I just fixed it upstream: you need to pin the version of uvicorn in your requirements.txt: https://github.com/render-examples/fastai-v3/commit/740564decf1704b1e30b1364cc7327245659c7e9

1 Like

Anyone know how to get the example zeit web app working in v2? I think all you need to do is reconfigure the now.json file, but I’m not sure what needs to be changed.

@waydegg if you figure it out, let us know. I’ve removed the Zeit guide for now since it doesn’t work.

2 Likes

The problem is that v2 of Zeit’s Now service does not provide Docker based deploys.
They have a builder that should be able to build python apps, but the problem is that the newest version of python it supports is 3.4 and for fastai/pytorch we need a newer version of python. So that is where I failed.

Many thanks @anurag. My Web app works quite well now :slight_smile:

Note: this time, after installation of starlette in my fastai v1 environment, I tested my Web app locally on my computer instead of deploying it directly to Render.com.

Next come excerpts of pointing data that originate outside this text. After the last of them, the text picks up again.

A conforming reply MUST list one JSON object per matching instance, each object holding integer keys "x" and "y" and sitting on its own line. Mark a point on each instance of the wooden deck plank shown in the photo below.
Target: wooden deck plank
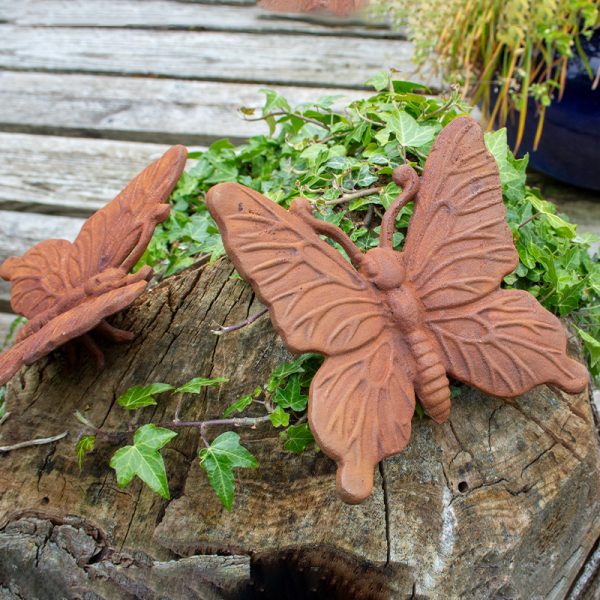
{"x": 252, "y": 58}
{"x": 19, "y": 231}
{"x": 134, "y": 108}
{"x": 64, "y": 176}
{"x": 170, "y": 14}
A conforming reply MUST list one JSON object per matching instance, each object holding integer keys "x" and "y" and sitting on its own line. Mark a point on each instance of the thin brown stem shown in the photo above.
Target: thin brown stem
{"x": 354, "y": 195}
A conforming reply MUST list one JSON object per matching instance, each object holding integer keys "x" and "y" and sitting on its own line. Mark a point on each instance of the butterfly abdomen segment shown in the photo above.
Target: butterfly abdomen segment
{"x": 431, "y": 384}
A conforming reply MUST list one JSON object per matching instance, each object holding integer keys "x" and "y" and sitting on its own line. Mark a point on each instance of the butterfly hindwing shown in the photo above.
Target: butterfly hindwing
{"x": 506, "y": 344}
{"x": 318, "y": 302}
{"x": 458, "y": 249}
{"x": 360, "y": 411}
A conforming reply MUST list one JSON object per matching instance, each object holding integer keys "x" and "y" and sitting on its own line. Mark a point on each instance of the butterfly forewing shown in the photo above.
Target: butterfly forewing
{"x": 458, "y": 249}
{"x": 40, "y": 280}
{"x": 117, "y": 235}
{"x": 459, "y": 246}
{"x": 318, "y": 301}
{"x": 361, "y": 409}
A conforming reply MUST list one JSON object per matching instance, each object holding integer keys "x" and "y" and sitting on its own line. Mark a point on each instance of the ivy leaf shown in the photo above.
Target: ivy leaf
{"x": 279, "y": 418}
{"x": 592, "y": 345}
{"x": 144, "y": 460}
{"x": 194, "y": 386}
{"x": 139, "y": 396}
{"x": 239, "y": 405}
{"x": 220, "y": 458}
{"x": 512, "y": 170}
{"x": 407, "y": 131}
{"x": 85, "y": 444}
{"x": 297, "y": 438}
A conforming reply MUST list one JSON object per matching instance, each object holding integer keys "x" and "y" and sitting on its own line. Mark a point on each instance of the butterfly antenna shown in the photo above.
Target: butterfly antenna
{"x": 406, "y": 177}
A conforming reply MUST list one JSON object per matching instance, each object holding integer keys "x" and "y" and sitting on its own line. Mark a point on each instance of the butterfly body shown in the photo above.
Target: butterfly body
{"x": 391, "y": 323}
{"x": 386, "y": 271}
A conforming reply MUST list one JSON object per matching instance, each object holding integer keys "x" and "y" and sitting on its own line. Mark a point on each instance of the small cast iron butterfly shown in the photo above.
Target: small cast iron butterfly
{"x": 68, "y": 289}
{"x": 391, "y": 323}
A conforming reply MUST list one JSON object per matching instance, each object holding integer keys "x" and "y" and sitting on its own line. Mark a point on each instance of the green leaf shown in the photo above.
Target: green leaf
{"x": 143, "y": 459}
{"x": 195, "y": 386}
{"x": 220, "y": 458}
{"x": 239, "y": 405}
{"x": 379, "y": 81}
{"x": 139, "y": 396}
{"x": 297, "y": 438}
{"x": 592, "y": 345}
{"x": 85, "y": 444}
{"x": 512, "y": 170}
{"x": 291, "y": 395}
{"x": 279, "y": 418}
{"x": 407, "y": 131}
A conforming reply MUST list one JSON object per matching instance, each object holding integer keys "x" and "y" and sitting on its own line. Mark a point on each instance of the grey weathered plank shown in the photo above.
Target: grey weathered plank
{"x": 19, "y": 231}
{"x": 62, "y": 176}
{"x": 248, "y": 57}
{"x": 169, "y": 14}
{"x": 136, "y": 108}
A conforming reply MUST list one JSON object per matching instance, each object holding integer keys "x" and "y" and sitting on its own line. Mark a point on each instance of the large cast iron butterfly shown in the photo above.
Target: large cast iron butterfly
{"x": 68, "y": 289}
{"x": 390, "y": 322}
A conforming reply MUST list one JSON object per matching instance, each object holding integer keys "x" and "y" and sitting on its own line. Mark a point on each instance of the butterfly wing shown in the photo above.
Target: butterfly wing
{"x": 318, "y": 302}
{"x": 459, "y": 246}
{"x": 506, "y": 344}
{"x": 458, "y": 249}
{"x": 360, "y": 411}
{"x": 65, "y": 327}
{"x": 117, "y": 235}
{"x": 37, "y": 277}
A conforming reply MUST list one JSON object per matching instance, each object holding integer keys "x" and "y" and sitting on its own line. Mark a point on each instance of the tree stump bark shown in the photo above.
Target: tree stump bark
{"x": 503, "y": 501}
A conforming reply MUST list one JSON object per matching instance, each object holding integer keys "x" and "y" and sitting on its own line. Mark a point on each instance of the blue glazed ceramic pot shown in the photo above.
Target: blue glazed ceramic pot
{"x": 569, "y": 149}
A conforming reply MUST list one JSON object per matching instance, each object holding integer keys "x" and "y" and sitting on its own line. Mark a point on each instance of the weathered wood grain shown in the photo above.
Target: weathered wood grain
{"x": 141, "y": 109}
{"x": 500, "y": 502}
{"x": 169, "y": 14}
{"x": 247, "y": 57}
{"x": 64, "y": 176}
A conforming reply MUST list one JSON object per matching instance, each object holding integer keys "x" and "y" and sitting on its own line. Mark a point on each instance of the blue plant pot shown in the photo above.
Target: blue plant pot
{"x": 569, "y": 149}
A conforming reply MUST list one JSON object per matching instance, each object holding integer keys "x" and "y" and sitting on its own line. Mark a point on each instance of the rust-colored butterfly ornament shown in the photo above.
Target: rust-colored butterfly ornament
{"x": 391, "y": 323}
{"x": 68, "y": 289}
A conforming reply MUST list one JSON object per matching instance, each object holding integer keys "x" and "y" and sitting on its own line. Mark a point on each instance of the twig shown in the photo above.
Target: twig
{"x": 37, "y": 442}
{"x": 360, "y": 194}
{"x": 282, "y": 113}
{"x": 227, "y": 328}
{"x": 234, "y": 422}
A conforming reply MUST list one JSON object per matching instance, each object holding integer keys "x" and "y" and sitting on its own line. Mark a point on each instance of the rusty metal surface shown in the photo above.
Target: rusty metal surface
{"x": 392, "y": 323}
{"x": 68, "y": 289}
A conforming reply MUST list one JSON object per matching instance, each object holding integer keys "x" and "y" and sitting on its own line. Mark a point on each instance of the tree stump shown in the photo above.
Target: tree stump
{"x": 502, "y": 501}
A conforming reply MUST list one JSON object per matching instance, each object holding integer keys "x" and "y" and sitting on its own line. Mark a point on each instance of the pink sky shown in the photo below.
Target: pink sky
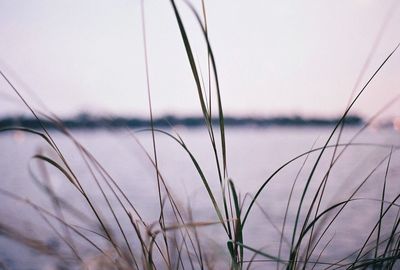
{"x": 273, "y": 57}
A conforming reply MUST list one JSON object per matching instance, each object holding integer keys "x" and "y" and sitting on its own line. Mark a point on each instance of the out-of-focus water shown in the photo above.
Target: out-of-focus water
{"x": 252, "y": 156}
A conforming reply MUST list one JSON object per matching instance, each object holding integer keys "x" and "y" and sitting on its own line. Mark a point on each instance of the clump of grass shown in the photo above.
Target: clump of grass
{"x": 174, "y": 240}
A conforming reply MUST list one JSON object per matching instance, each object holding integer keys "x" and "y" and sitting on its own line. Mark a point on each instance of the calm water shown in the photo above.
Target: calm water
{"x": 252, "y": 156}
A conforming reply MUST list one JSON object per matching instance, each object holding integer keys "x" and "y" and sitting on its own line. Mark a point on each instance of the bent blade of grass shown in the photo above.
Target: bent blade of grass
{"x": 351, "y": 197}
{"x": 294, "y": 252}
{"x": 201, "y": 174}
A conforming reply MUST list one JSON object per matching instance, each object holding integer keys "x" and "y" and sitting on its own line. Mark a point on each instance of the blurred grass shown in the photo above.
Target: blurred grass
{"x": 174, "y": 240}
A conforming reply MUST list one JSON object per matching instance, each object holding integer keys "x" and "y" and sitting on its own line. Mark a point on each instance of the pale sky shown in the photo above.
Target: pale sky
{"x": 273, "y": 57}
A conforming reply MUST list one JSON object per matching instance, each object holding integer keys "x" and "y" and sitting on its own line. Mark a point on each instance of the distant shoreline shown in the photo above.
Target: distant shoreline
{"x": 85, "y": 121}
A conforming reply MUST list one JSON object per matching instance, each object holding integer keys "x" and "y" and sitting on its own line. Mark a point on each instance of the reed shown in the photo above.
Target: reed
{"x": 176, "y": 239}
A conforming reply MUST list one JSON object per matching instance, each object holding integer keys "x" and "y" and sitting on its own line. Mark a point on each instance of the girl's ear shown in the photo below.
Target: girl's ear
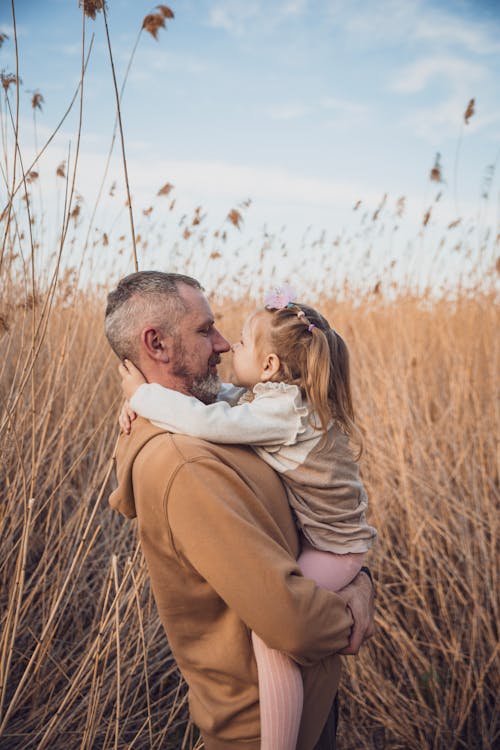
{"x": 270, "y": 366}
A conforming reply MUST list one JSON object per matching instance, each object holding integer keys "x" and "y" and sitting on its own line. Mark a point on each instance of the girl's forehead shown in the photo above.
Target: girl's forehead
{"x": 256, "y": 323}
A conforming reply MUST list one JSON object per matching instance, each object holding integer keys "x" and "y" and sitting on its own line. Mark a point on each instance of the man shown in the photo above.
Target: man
{"x": 218, "y": 535}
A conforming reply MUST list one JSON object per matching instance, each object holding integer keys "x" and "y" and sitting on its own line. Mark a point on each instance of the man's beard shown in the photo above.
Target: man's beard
{"x": 203, "y": 387}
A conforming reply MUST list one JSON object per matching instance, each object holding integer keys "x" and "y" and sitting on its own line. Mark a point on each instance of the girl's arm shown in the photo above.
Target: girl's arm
{"x": 267, "y": 420}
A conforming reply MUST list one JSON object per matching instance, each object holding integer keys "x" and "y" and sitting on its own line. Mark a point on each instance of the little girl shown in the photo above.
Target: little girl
{"x": 292, "y": 404}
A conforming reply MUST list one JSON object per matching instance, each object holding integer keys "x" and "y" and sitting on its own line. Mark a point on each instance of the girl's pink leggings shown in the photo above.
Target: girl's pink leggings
{"x": 280, "y": 681}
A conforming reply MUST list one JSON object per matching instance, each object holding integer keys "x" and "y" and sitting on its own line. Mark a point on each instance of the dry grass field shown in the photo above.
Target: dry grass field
{"x": 84, "y": 662}
{"x": 84, "y": 659}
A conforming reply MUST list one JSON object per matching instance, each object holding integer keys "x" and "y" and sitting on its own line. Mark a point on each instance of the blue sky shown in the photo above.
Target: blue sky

It saved me a lot of time (local debugging)!

One question: do you know how to run the starlette Web app in a jupyter notebook (like displaying http://localhost:5042/ into a notebook)?

1 Like

I’m trying to adapt the html and css files of the “fastai v1 Web App on Render” to be mobile-friendly thanks to online guides like “How to Make a Mobile-Friendly Website: Responsive Design in CSS”.

It does help but at the end, there is still a problem: the Web app (the one from Jeremy as well, at least on my devices) works on Windows desktops and android smartphones but not on IOS Apple devices (notebooks, ipads and iphones). The problem comes from the Safari Web browser? Someone knows how to solve this issue? Thanks.